Pharmacy owners are motivated by profit and are not always pharmacists - how will the College engage them in its vision. Could it offer corporate non voting affiliation. It currently aspires to offer UK membership at a time many international students could be interested in retaining contact.
That would aid the College to help
lead the world and its qualifications be accepted worldwide.
The heritage of our profession must be better used and promoted the library and museum are important.
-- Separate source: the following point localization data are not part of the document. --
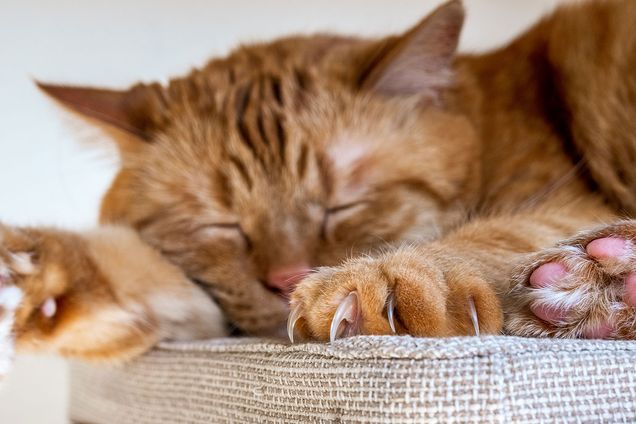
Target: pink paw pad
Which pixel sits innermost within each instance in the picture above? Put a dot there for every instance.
(630, 290)
(608, 247)
(602, 331)
(549, 314)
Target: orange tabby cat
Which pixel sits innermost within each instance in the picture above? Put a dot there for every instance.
(430, 185)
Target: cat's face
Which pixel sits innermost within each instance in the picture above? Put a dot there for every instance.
(277, 160)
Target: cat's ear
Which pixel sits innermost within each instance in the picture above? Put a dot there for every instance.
(135, 111)
(419, 61)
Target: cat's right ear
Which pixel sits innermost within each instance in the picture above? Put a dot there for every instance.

It’s fundamental this inadequate 3 object Charter is rethought to better support and engage members and attracts non members with a ‘can do’ approach
Charities can have charitable purposes in the following areas we work in
4. The advancement of education
6. The advancement of health
7. The advancement of ccommunity development
8. The advancement of culture, heritage or science
10 The advancement of equality
11. The advancement of environmental protection or improvement
12. The relief of those in need, by reason of youth, age, ill-health, disability, financial hardship or other disadvantage
13. The advancement of animal welfare
15. Any other charitable purposes
Other charitable purposes include
- the promotion of ethical standards of conduct and compliance with the law in the public and private sectors - the College sets standards to help pharmacy staff work with other professions to ensure pharmacy and medicine related legislation and ethics protect the public from counterfeit medicines, internet scams etc
- the provision of public facilities - pharmacy premises should offer consulting rooms for immediate access to health advice, some pharmacy professionals offer health promoting meetings
-the promotion of industry and commerce - the Pharmaceutical Industry creates new medicines, new treatments and new ways of administering them
- pharmacy premises provide ready access to medicines and medicinal products and advice and should develop to support communities health needs
- the promotion of improvement of the community - pharmacies should be at the centre of communities and pharmacy staff should be encouraged to identify and meet community health needs
Please look at these missed opportunities pull the vote and renegotiate the Charter to make it fit for the next 50 years. A charter with a 50 word specific object creates a poor impression and I cannot agree it though I want to see a Royal College desperately.
Listen to the PDA as a No vote will cause chaos.
I already voted 'No' for similar reasons. I have RPS membership for the support I can receive. I'm not going to have the same support going forward. Pharmacists should be front and centre when thinking about these changes.